Kosmetyki tworzą drugą skórę, a
dzięki technologii BIOFUZJI wtapiają się w nią i z punktu
biologicznego naprawiają i uszczelniają naskórek. Dzięki
nowatorskiej technologii Nanodysków, krążków wypełnionych
substancjami aktywnymi, transportują je aż 14 warstw w głąb
komórek naskórka.
3C
– potrójna witamina C –
łączy trzy stabilne formy witaminy C, co pozwala w najwyższym
stopniu wykorzystać potencjał tej witaminy. Regeneruje, stymuluje i
opóźnia procesy starzenia się skóry.
Serum
druga skóra jest kosmetykiem wielofunkcyjnym:
-ma
działanie anti aging – odmładzające,
-regeneruje
skórę na poziomie biologicznym,
-działa
na objawy starzenia się skóry,
-widocznie
rozjaśnia przebarwienia,
-nawilża
i liftinguje skórę,
-redukuje
zmarszczki,
-lekko
rozświetla.
Główne
składniki aktywne to: NANODYSKI™, 5% witaminy C,
ceramid 2, ceramid 3, lamelle cholinowe, fosfadylocholina, aktywne
peptydy .
Pełny
skład inci:
NANODYSKI™
wypełnione biopeptydami i ceramidami sprawiają, że
struktura skóry stopniowo wzmacnia się. Cera odzyskuje swój blask
i elastyczność. Jest zdecydowanie bardziej gładsza, doskonale
nawilżona i po prostu wygląda młodziej co widać doskonale gołym
okiem. Przy dłuższym (systematycznym) użytkowaniu widać również
stopniowe rozjaśnienie przebarwień (to jest zasługa potrójnej
witaminy C) i redukcję linii oraz załamań na skórze.
Serum
należy stosować jako pierwszy produkt na oczyszczoną skórę
twarzy. Zawartość pipetki (u mnie są to 3-4 krople) najpierw
trzeba rozprowadzić na skórze, a następnie wykonać automasaż.
Po
całkowitym wchłonięciu się preparatu przystępujemy do kolejnego
kroku w naszej pielęgnacji czyli nakładamy krem. Serum ma postać
mleczka, więc szybko wchłania się w skórę, a lekko cytrusowy
aromat umila proces aplikacji. Szklana butelka zaopatrzona jest w
precyzyjnie dozującą pipetę więc nic się nie zmarnuje.
Moja
miłość do marki zaczęła się od fantastycznego kremu Regenerating 3C z
linii Biofusion. Stosując serum (ponad 6 tygodni) jestem coraz
bardziej zadowolona z efektów jakie uzyskuję. Z tygodnia na tydzień
moja cera robi się bardziej jędrna i elastyczna. Przebarwienia może
nie znikają, ale ulegają takiemu efektowi rozmycia, że po
nałożeniu makijażu ich granice nie odznaczają się tak bardzo jak
dawniej. Ja jestem zachwycona i żałuję, że odkryłam tę markę
tak późno.
Mam
również nadzieję, że ta linia zostanie rozbudowana na przykład
o tonik pielęgnacyjny i może jakiś krem z wyższym
filtrem UV, bo bardzo by się przydały.
Yonelle dziękuję ♡ po raz
kolejny, za fantastyczne doznania. Z tego wszystkiego zapomniałabym również pochwalić dbałości o detale.

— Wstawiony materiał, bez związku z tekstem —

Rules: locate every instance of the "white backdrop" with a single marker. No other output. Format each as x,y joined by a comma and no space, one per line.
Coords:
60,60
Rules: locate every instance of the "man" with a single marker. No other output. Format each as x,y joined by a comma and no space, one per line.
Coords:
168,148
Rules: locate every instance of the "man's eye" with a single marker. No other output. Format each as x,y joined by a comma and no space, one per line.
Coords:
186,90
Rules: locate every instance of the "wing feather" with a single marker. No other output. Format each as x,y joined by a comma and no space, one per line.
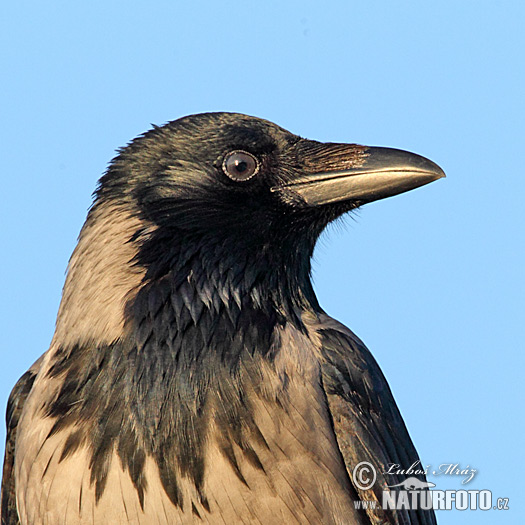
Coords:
366,420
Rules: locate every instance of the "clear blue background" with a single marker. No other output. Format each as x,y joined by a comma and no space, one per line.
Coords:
431,280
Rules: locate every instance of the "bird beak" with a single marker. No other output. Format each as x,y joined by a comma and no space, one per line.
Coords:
361,174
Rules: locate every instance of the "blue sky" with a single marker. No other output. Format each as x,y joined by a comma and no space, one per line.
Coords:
431,280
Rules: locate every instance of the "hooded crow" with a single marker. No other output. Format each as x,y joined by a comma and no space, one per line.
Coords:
193,376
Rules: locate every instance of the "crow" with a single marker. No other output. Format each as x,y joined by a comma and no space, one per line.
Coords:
192,376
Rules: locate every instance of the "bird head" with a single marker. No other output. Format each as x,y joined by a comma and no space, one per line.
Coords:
231,199
248,187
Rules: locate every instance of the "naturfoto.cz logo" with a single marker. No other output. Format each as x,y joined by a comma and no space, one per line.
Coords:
414,493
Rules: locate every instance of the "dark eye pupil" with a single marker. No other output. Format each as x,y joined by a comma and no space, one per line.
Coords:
240,165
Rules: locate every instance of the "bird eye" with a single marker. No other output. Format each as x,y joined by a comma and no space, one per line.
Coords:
240,166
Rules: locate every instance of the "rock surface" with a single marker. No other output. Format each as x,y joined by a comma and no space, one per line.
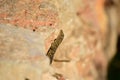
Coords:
32,25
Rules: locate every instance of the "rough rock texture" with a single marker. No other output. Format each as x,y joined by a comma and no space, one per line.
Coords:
83,23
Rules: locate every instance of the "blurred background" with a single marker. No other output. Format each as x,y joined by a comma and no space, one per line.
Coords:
91,41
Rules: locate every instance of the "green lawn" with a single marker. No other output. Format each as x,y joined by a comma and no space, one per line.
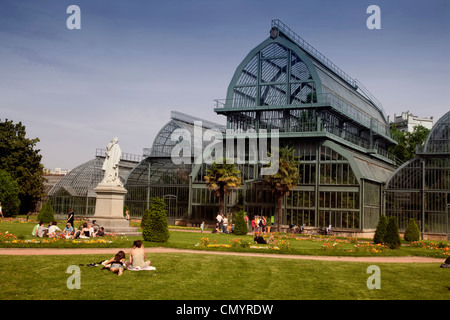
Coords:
185,276
193,240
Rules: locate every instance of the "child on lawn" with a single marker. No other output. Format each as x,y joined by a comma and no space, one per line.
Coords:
117,263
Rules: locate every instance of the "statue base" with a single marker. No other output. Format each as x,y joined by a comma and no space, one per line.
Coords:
109,210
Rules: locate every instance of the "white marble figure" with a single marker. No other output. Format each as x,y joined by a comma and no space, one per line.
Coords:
111,164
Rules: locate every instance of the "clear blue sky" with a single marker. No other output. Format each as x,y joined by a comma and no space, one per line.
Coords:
133,62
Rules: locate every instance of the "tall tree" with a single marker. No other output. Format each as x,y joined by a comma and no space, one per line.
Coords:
407,142
285,179
22,161
222,178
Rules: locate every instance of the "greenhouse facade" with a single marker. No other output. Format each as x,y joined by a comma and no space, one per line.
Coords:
336,126
76,189
420,188
287,89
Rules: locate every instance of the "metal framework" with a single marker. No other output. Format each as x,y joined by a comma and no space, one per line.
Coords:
420,188
335,125
158,176
76,189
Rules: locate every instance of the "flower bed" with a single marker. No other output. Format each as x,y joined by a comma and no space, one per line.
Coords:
433,246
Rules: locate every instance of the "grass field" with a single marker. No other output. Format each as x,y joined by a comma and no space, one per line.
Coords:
182,276
186,276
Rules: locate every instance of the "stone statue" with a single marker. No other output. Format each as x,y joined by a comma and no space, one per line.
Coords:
111,164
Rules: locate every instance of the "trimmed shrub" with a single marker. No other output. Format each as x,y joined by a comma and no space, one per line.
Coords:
240,227
392,238
154,222
380,232
46,213
412,232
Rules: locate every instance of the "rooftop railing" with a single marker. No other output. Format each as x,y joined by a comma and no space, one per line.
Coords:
312,51
329,99
356,84
125,156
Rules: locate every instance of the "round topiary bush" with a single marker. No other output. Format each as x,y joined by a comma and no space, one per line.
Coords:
154,222
392,238
240,227
46,213
412,232
380,232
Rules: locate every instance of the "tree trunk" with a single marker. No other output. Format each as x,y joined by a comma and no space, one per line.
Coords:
280,207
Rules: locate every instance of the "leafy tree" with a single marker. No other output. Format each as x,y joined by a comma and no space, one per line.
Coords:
222,178
412,232
240,226
408,141
9,194
20,159
285,179
46,213
380,232
155,226
392,238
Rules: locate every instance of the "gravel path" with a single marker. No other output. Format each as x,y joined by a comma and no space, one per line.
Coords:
50,251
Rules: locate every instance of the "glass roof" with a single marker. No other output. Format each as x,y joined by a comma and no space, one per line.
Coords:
438,140
81,181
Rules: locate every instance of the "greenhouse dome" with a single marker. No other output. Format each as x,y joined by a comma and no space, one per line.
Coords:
420,188
76,189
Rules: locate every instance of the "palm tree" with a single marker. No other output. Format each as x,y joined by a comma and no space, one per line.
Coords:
283,181
222,178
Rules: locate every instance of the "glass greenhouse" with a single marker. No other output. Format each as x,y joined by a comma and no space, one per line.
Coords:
420,188
335,125
286,88
76,189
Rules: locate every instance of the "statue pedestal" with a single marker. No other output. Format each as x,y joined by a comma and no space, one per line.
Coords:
109,210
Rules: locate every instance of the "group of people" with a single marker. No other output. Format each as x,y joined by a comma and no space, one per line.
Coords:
51,230
260,224
222,225
85,230
117,264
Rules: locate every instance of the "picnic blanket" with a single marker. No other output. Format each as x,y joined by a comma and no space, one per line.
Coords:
146,268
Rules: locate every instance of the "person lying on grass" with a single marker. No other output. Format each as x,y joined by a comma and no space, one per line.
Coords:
137,256
117,263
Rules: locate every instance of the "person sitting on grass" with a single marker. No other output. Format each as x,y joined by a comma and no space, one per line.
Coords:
137,256
116,263
68,231
34,232
42,230
53,229
100,232
86,232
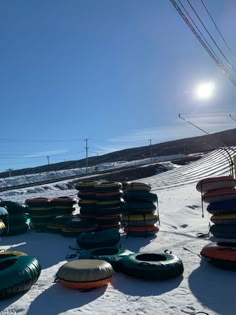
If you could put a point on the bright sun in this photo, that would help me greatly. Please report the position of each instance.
(204, 90)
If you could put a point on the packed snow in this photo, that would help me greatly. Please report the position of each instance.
(202, 289)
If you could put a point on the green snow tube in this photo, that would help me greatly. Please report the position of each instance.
(104, 238)
(14, 207)
(110, 254)
(17, 273)
(153, 265)
(17, 229)
(137, 207)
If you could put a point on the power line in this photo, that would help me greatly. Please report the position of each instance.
(230, 115)
(210, 34)
(216, 27)
(202, 39)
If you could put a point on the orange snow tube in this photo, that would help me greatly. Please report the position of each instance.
(222, 254)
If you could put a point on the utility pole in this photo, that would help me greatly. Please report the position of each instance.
(86, 159)
(224, 148)
(150, 145)
(232, 117)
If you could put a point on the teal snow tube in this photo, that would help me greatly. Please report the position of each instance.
(17, 273)
(110, 254)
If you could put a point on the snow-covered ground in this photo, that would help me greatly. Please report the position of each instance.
(201, 288)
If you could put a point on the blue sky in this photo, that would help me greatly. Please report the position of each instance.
(117, 73)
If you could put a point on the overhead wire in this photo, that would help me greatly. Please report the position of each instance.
(197, 15)
(198, 34)
(217, 28)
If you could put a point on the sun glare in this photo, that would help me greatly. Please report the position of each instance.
(204, 90)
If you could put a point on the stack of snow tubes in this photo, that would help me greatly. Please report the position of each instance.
(18, 272)
(3, 220)
(15, 220)
(140, 215)
(101, 202)
(220, 194)
(43, 211)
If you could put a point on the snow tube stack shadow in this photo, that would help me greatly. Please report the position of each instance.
(220, 194)
(15, 221)
(153, 265)
(222, 254)
(18, 272)
(85, 274)
(104, 238)
(77, 225)
(59, 223)
(101, 201)
(113, 255)
(139, 216)
(63, 205)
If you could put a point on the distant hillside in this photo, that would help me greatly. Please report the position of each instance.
(183, 146)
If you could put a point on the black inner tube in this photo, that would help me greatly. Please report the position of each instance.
(151, 257)
(106, 251)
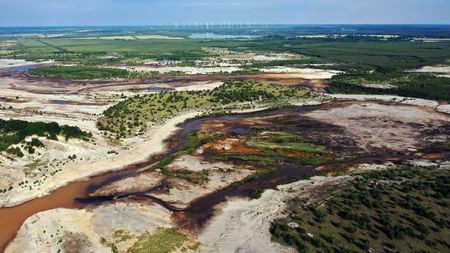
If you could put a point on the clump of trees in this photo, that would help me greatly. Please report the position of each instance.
(375, 211)
(15, 131)
(134, 113)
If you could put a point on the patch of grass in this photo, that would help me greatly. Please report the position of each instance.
(163, 240)
(122, 235)
(419, 85)
(15, 131)
(132, 115)
(79, 72)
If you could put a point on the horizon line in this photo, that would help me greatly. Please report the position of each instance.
(194, 24)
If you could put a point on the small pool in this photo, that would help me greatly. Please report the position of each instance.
(21, 68)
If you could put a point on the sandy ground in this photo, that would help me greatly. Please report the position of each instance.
(243, 225)
(71, 230)
(306, 73)
(378, 126)
(389, 98)
(184, 69)
(137, 151)
(200, 86)
(440, 70)
(8, 63)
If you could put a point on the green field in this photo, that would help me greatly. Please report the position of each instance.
(405, 209)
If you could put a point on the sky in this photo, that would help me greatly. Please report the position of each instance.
(169, 12)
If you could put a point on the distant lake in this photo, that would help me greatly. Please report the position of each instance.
(21, 68)
(220, 36)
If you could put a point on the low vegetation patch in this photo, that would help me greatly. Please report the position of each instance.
(132, 115)
(421, 85)
(15, 131)
(405, 209)
(95, 73)
(164, 240)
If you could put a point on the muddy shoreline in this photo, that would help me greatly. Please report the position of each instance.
(196, 215)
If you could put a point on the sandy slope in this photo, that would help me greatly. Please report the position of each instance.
(243, 225)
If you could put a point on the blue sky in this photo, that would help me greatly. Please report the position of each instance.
(157, 12)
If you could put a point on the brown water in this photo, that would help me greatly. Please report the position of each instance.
(69, 196)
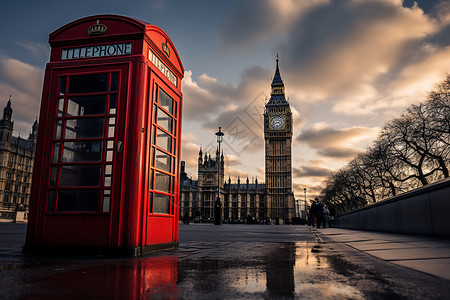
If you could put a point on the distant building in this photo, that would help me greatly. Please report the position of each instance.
(240, 200)
(16, 166)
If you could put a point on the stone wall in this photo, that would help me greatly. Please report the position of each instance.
(424, 211)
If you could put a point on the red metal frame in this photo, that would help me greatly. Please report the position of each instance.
(128, 226)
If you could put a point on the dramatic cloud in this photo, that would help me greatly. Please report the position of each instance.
(311, 171)
(340, 47)
(337, 143)
(24, 83)
(251, 23)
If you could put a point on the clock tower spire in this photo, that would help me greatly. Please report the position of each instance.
(278, 152)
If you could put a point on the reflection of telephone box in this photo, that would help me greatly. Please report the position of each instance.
(108, 152)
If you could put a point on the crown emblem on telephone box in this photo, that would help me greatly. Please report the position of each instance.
(97, 29)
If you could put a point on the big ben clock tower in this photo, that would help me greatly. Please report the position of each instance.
(278, 154)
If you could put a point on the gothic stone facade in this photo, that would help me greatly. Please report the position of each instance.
(16, 166)
(274, 199)
(240, 200)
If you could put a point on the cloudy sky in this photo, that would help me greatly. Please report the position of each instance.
(348, 66)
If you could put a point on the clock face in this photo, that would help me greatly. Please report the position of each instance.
(277, 123)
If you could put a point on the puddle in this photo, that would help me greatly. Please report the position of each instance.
(289, 270)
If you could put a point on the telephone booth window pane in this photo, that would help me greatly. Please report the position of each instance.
(60, 107)
(58, 129)
(62, 85)
(114, 81)
(164, 141)
(161, 204)
(89, 105)
(51, 201)
(165, 101)
(109, 155)
(55, 152)
(78, 200)
(82, 151)
(84, 128)
(106, 203)
(150, 203)
(108, 170)
(162, 182)
(91, 83)
(111, 130)
(163, 161)
(112, 104)
(53, 176)
(151, 179)
(80, 175)
(155, 109)
(164, 120)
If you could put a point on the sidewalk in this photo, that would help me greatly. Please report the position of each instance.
(238, 262)
(422, 253)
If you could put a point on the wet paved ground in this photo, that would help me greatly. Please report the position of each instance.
(227, 262)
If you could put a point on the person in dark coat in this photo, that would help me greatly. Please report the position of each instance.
(319, 213)
(312, 213)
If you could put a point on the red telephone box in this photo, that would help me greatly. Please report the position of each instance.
(106, 173)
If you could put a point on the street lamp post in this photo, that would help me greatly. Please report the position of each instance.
(218, 204)
(306, 209)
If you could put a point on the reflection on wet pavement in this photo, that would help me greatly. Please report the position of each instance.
(282, 270)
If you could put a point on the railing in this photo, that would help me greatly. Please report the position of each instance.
(424, 211)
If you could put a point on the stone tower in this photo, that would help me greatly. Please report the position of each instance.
(6, 124)
(278, 152)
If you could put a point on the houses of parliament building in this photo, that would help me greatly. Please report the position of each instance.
(273, 199)
(16, 166)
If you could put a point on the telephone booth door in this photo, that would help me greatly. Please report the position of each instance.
(162, 213)
(85, 156)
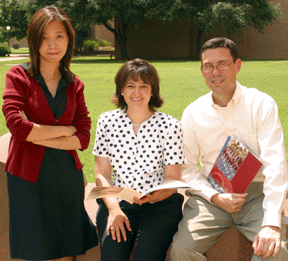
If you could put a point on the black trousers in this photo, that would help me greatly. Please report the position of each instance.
(153, 227)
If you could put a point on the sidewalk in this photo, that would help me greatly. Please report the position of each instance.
(14, 57)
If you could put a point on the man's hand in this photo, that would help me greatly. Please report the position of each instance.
(267, 242)
(115, 225)
(231, 203)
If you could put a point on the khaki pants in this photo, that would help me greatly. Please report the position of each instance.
(203, 224)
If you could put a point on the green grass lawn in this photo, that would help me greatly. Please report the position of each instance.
(24, 50)
(181, 83)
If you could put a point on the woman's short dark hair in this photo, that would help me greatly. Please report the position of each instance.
(137, 69)
(220, 42)
(36, 28)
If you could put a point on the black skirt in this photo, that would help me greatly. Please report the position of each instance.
(48, 219)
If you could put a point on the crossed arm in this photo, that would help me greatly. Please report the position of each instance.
(57, 137)
(117, 220)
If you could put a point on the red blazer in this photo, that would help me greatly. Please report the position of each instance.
(22, 92)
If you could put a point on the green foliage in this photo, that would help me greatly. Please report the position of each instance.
(11, 14)
(4, 50)
(91, 45)
(103, 42)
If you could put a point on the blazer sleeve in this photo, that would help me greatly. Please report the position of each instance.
(82, 121)
(15, 96)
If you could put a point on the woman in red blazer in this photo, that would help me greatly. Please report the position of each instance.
(47, 116)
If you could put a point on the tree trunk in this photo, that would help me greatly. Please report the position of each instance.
(123, 48)
(199, 38)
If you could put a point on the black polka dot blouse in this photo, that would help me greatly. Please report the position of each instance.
(138, 160)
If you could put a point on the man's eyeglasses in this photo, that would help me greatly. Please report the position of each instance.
(207, 68)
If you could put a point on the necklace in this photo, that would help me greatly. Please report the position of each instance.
(137, 125)
(52, 79)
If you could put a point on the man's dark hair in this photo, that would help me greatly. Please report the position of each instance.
(220, 42)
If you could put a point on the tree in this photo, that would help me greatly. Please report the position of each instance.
(229, 14)
(127, 14)
(11, 15)
(17, 13)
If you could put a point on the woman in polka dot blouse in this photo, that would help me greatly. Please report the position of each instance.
(142, 147)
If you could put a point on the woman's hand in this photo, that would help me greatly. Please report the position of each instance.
(155, 196)
(115, 225)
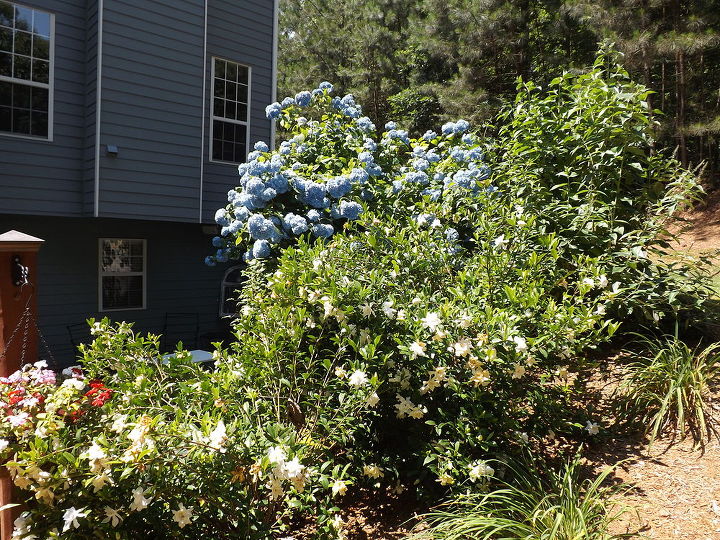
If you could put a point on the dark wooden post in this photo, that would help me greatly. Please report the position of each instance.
(18, 282)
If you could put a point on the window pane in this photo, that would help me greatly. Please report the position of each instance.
(41, 71)
(23, 18)
(21, 68)
(122, 292)
(6, 14)
(219, 89)
(41, 23)
(40, 99)
(41, 47)
(220, 69)
(23, 43)
(231, 73)
(230, 109)
(242, 112)
(6, 64)
(5, 39)
(22, 96)
(242, 74)
(5, 119)
(21, 121)
(38, 124)
(6, 93)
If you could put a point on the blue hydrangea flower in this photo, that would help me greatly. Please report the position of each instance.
(221, 255)
(420, 164)
(261, 249)
(313, 216)
(433, 193)
(338, 186)
(221, 217)
(359, 176)
(417, 177)
(323, 230)
(365, 124)
(303, 98)
(273, 111)
(295, 224)
(350, 210)
(260, 228)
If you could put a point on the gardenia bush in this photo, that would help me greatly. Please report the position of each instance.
(413, 308)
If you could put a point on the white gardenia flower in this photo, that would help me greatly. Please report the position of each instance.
(71, 517)
(276, 455)
(500, 242)
(182, 515)
(518, 371)
(431, 321)
(218, 436)
(372, 400)
(417, 349)
(480, 469)
(113, 516)
(520, 344)
(140, 502)
(358, 378)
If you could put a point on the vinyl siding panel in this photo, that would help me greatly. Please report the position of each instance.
(177, 279)
(151, 109)
(45, 177)
(241, 32)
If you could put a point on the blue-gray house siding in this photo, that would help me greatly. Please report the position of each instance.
(138, 74)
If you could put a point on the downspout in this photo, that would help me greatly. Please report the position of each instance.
(98, 103)
(204, 105)
(276, 25)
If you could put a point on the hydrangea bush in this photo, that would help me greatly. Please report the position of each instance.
(410, 314)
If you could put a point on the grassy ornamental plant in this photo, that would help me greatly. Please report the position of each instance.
(409, 313)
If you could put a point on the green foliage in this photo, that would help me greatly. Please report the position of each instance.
(531, 506)
(667, 387)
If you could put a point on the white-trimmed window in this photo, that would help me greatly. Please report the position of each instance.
(26, 71)
(230, 118)
(123, 269)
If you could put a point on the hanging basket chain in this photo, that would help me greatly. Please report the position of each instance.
(24, 322)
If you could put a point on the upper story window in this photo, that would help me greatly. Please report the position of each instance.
(123, 264)
(26, 67)
(230, 116)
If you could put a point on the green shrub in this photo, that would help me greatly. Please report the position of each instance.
(529, 507)
(667, 386)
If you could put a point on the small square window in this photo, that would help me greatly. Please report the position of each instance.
(122, 274)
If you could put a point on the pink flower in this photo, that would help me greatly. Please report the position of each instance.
(18, 419)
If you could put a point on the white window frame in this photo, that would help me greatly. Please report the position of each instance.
(102, 274)
(245, 123)
(50, 86)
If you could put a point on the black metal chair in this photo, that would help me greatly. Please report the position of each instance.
(183, 327)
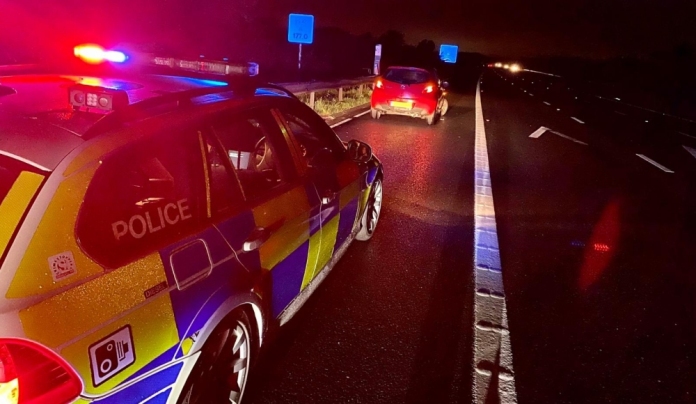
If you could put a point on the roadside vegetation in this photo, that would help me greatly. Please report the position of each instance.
(326, 103)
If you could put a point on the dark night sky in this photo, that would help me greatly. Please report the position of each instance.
(595, 28)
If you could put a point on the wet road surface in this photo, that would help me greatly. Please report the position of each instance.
(597, 251)
(392, 323)
(595, 203)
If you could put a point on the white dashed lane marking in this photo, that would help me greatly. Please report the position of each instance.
(492, 359)
(655, 163)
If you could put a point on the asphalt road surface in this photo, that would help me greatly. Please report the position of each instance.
(595, 204)
(392, 323)
(597, 243)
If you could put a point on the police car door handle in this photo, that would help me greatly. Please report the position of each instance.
(256, 239)
(328, 197)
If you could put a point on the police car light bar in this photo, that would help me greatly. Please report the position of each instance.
(99, 98)
(95, 54)
(203, 66)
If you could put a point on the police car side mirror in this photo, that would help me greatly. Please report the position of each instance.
(359, 152)
(323, 158)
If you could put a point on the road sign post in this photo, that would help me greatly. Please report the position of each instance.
(448, 53)
(378, 58)
(300, 31)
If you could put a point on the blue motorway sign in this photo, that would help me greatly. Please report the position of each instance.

Serum otrzymujemy zapakowane w kartonowe pudełko, a po wyjęciu okazuje się, że jest ono dodatkowo opakowane w śliczny woreczek z błyszczącego materiały, który widzicie na zdjęciach wyżej. Osobiście jestem zachwycona takim podejściem do klienta.
Serum
ma pojemność 30 ml i kosztuje 239 zł.
Kosmetyki
marki Yonelle można zakupić w sklepie internetowym marki bądź w
Perfumeriach Douglas.
Znacie kosmetyki Yonelle?
Macie jakiegoś ulubieńca tej marki?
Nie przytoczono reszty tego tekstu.